Opinião: Rosália Amorim

2019, o ano do Porco

Bu Xiangdong/Qianlong.com via REUTERS
Bu Xiangdong/Qianlong.com via REUTERS

Sem perder tempo, a China já antecipou em um mês do zodíaco uma meta: a chegada à Lua. Antecipará outras?

A China arrancou o novo ano mostrando todo o seu poder. Esta semana uma sonda chinesa aterrou no lado oculto da Lua. Não só fez história ao chegar a uma área inexplorada como, de imediato, anunciou que em 2020 quer aterrar em Marte.

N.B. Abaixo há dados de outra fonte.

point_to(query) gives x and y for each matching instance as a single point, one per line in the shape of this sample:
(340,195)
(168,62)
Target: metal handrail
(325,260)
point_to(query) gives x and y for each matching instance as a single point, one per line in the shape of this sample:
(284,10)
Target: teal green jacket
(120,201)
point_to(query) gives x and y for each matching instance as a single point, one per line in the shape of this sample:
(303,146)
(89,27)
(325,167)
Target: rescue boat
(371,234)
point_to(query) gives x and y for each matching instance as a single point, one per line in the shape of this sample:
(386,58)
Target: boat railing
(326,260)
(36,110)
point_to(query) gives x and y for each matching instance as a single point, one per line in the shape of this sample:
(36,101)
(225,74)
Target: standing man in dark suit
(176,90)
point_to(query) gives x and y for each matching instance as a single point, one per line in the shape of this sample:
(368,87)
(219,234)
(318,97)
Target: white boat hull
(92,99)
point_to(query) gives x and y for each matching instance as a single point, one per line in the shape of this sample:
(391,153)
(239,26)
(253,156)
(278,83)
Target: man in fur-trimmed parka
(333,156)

O Império do Meio surpreendeu o mundo e ainda mal arrancou 2019! Daqui a um mês, vai entrar no ano do Porco, o que representa o final do ciclo no zodíaco do calendário chinês. Nesta fase, entra-se num momento de transição importante mas também sensível, dizem os entendidos. Ao representar o fim do ciclo, o ano do Porco provoca reflexões sobre acontecimentos do passado com a intenção de os fazer evoluir. O porco, animal pouco estimado no Ocidente, representa a Oriente a inteligência e o poder de observação, traz bom humor e jogo de cintura para lidar com obstáculos, e trabalha a determinação e a coragem, para alcançar objetivos.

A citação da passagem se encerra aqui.